1. In Euclid, the neighboring land was zoned similarly, if not more strictly, to the plaintiff’s. However, each of the levels of use bears a strong resemblance to the level above and below. As the Court noted, in Euclid it did not go through a piecemeal dissection of minor provisions, administrative matters, or tangential matters. Instead, it answered a more general question after a more general review. If the Court had examined specific zoning provisions, the result might have been different. Under Nectow, I believe the tract zoned U-3 would have been the most suspect, as it did not match the neighboring tracts and allowed anomalous zoning.

2. The purpose of the Court in Euclid in bringing in the law of nuisance appears to be to ground zoning in the common law of nuisance so that its case law could provide philosophical underpinnings to serve as guidance in a new area of law. The law of nuisance is analogous to zoning law as nuisance law can be seen as governing the relationship of two or more individuals while zoning governs a town’s relationship with individuals.

3. Attacking zoning in its entirety in Euclid means that the plaintiff essentially argued that the zoning as laid out was unconstitutional, rather than a certain provision or its application being unconstitutional.
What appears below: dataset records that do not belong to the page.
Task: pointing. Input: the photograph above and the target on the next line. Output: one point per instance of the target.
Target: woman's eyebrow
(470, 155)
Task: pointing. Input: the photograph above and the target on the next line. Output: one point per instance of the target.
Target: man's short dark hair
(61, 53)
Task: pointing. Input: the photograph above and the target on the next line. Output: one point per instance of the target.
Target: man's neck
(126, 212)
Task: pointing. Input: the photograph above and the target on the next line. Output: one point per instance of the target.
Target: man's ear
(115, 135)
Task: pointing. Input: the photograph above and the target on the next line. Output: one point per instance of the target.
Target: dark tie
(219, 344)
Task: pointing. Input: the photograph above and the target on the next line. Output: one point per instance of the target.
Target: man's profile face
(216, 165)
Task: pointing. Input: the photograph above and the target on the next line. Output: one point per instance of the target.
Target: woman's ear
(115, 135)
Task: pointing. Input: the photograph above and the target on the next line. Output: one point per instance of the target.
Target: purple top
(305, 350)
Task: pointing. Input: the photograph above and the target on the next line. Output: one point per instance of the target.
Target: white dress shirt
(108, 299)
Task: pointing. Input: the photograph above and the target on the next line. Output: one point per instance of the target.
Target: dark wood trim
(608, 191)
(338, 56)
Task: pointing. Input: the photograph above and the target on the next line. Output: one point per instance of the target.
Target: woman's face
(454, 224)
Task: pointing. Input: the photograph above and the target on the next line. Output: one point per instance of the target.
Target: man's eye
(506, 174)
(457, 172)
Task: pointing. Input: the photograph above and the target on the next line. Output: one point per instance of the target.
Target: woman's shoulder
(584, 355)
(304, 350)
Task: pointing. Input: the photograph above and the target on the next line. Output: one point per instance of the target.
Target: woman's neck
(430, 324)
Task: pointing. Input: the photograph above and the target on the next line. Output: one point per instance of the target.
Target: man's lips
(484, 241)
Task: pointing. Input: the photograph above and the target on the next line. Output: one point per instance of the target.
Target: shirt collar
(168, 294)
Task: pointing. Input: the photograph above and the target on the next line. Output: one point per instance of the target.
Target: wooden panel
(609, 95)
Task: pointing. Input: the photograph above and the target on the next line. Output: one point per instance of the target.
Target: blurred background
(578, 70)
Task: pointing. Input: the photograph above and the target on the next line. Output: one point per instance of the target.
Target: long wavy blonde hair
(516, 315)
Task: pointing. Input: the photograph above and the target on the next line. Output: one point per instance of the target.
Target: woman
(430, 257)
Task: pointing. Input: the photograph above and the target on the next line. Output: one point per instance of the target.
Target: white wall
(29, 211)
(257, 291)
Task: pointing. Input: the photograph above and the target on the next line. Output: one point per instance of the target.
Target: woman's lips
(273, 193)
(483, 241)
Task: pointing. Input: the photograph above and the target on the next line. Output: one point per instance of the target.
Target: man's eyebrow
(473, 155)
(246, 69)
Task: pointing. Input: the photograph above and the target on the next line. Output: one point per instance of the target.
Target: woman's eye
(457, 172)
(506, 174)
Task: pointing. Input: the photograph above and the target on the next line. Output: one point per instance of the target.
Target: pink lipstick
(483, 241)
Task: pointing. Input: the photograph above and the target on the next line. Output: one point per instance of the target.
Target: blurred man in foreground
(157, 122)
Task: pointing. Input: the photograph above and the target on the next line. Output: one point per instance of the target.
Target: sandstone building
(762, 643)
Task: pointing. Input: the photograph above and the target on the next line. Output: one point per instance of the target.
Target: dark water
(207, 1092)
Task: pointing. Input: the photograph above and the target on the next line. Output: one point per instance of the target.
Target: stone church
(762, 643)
A mere diminution of value may not have been enough to overturn the decision where the process and substance of the law were constitutional.

4. The Lochner Era was an era from approximately 1897 to 1937 in which the Court struck down a large number of economic regulations. Because the Court grounded Euclid in nuisance and saw it as a social issue, it is less surprising the Court upheld the zoning ordinance. That same era was also an era of strong movements in social engineering, including eugenics in the extreme.

5. The Nectow test appears to be that a zoning ordinance violates the Constitution if it (1) bears no substantial relationship between the zoning and the public health, morals, safety and welfare, (2) is serious and highly injurious to the landowner, and (3) is not indispensable to the general zoning plan. The parcel in Nectow appears to fit more appropriately within an industrial category. The low importance of the 65-foot parcel precludes a substantial relationship with public health, morals, safety, and welfare, and indispensability to the general zoning plan. Because the owner is seriously injured, the Court seems to be correct in its decision to overturn the plan, although if I were a residential owner on an opposite corner, I would believe the Court erred.

6. The Courts appear to care less about the overall schemes of Euclid and Cambridge that segregated uses than how the subject properties fit within those schemes. The Court did not pay attention as to whether the excluded uses were harmful.

9. The views of the Euclid and Nectow Courts against multi-family housing are out of date as are many other social engineering views of that era. The current trend is to more mixed use as a way to alleviate some of the ills that single use zoning wrought such as (a) the requirement that people have cars which has facilitated the breakdown of neighborhood bonds as people ride rather than walk and don’t speak to their neighbors, (b) the isolation of the car-less such as youths, seniors, and the poor, (c) increased smog, and (d) wasted time in traffic.